Our fundamental concern is of participating in (or promoting) an endeavor that coerces organs from otherwise unwilling persons. Yet, with the rise in importance of living donation, we are forced to reflect on whether the actions of a living donor, told that their acquiescence is the only way to prevent the suffering (or death) of a loved one, is really the apotheosis of altruism (3). This concern, that such pressures on donors can generate an amalgam of fear, resentment and other un-selfless motives is poignantly described by Fox and Swazey as the ‘Tyranny of the Gift’ (9). Given the manifest moral and economic costs of the current system, it is becoming less and less clear what we are protecting donors, recipients, or the public at large, from. Since it is not reasonable to expect that human beings will continue to voluntarily suffer and die for precepts to which they do not subscribe, those with the means to pursue transplantation outside the officially sanctioned system will increasingly act on their collective desperation. Indeed, the unintended consequence of the current system of mandated altruism is the unprecedented growth in the underground trade in organs. It is worth emphasizing that this despicable practice would not exist but for the fact of the growing disparity between the demand for and supply of transplantable organs.

Is it plausible to seriously consider incentivizing donor nephrectomy as a solution to the organ shortage? Might such incentives improve the outlook not only for those in desperate need of kidneys, but also for the donors of whom we ask so much and to whom we offer so little? Perhaps. Opponents of such measures will have to concede that not all financial incentives necessarily equate with open markets, nor culminate in exploitation, avarice or a withering of the social fabric (10). Proponents should acknowledge that the ends do not justify the means. There are potential hazards in any new system, and the moral permissibility of financial incentives should be judged by whether they can be implemented in a manner that is demonstrably safe, transparent and respectful of the moral agency of all participants (3).

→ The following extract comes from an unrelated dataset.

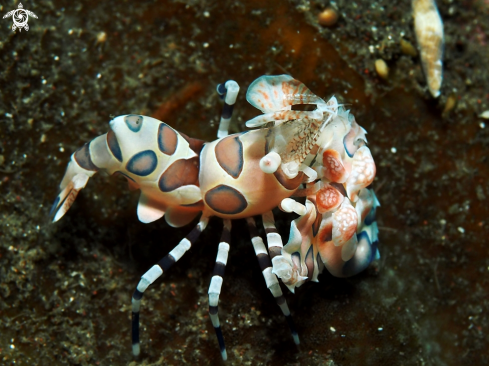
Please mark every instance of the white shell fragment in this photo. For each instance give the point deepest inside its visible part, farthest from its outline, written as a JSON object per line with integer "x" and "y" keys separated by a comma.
{"x": 428, "y": 27}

Reducing the shortage in transplantable kidneys is but the latest iteration of cutting-edge challenges that the transplant community has effectively addressed many times in the last half century. To be sure, technical success does not entail moral progress. Leon Kass asks “How, in this matter of organs for sale, as in so much of modern life, is one to conduct one's thoughts if one wishes neither to be a crank nor to yield what is best in human life to rational analysis and the triumph of technique? Is poor reason impotent to do anything more than recognize and state this tragic dilemma?” (11) Fortunately not. We support efforts to explore all reasonable options to increase the availability of organs for transplantation. At the same time, we believe the transplant community, now more than ever, must renew fundamental ethical commitment to those who provide organs for transplantation, and those who receive them. Perhaps the Rothmans' concerns can be understood as a needed ‘canary in the coal mine’ in regard to the integrity of these commitments. But, the least defensible position is to cling to our discomfort concerning hidden costs, or to tragically shrug our shoulders as a means of avoiding moral hazard. If that becomes our choice, by action or inaction, we need not rely on thought experiments or on heavily qualified examples from social science to realize the repugnant future consequences of more of the same.